I was hoping for video to substantiate this remarkable feat-- it sounds like something only a yogi or dervish could accomplish.
This reminds me of Jerry Seinfeld's "of all the numbers they could have chosen..." comment about then-Bell Telephone's choice of "star 69" return-call option: "Star 69? Star sixty-nine! Didn't anybody at Bell go to junior high?"
Speaking of defective Scandanavian products, I tuned out of Garrison Keillor after he published his inane and offensive piece recommending that Amerika stop dwelling on icky stuff like government-sanctioned torture and crimes against humanity.
We'd all be better off as easygoing cultural dilettantes instead of angry self-appointed inquisitors, dontcha know. Life's too short!
But I digress. I mention Keillor because I did read the comments threads generated by the above-cited atrocity, and the comments blowback that persisted for weeks.

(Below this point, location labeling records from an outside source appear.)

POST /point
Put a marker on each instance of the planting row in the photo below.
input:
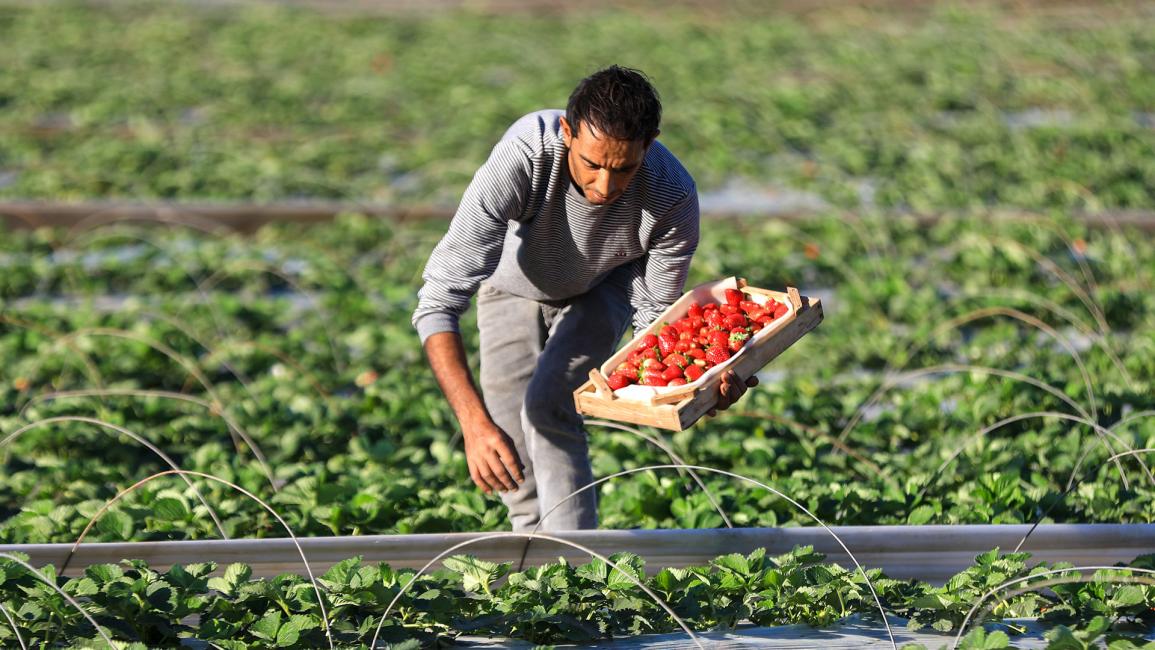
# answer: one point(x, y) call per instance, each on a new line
point(963, 375)
point(958, 106)
point(355, 603)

Some graduate student ought to analyze Salon comments threads to see if they break down to a "Rule of Three". There seem to be distinct groups or categories: smart-ass counter-satire; straightforward helpful advice; scathing putdowns.
The "scathing putdown" group may be further divided between those lashing out at the author of the piece, and those lashing out at other commenters.
And there are always a few who are perfectly happy with the subject of the discussion, the author's work, and Salon's choosing to publish it. 'Tis a gift to be simple.
In the present case, many others besides myself noticed that this article reads like fifteen-years stale topical humor. Now that I've perused the comments, I'm considering another possibility:
This IKEA piece may be a trial balløøn to see if Salon readership is ready for a real cutting-edge exposé: Craig Davidson takes on Restoration Hardware!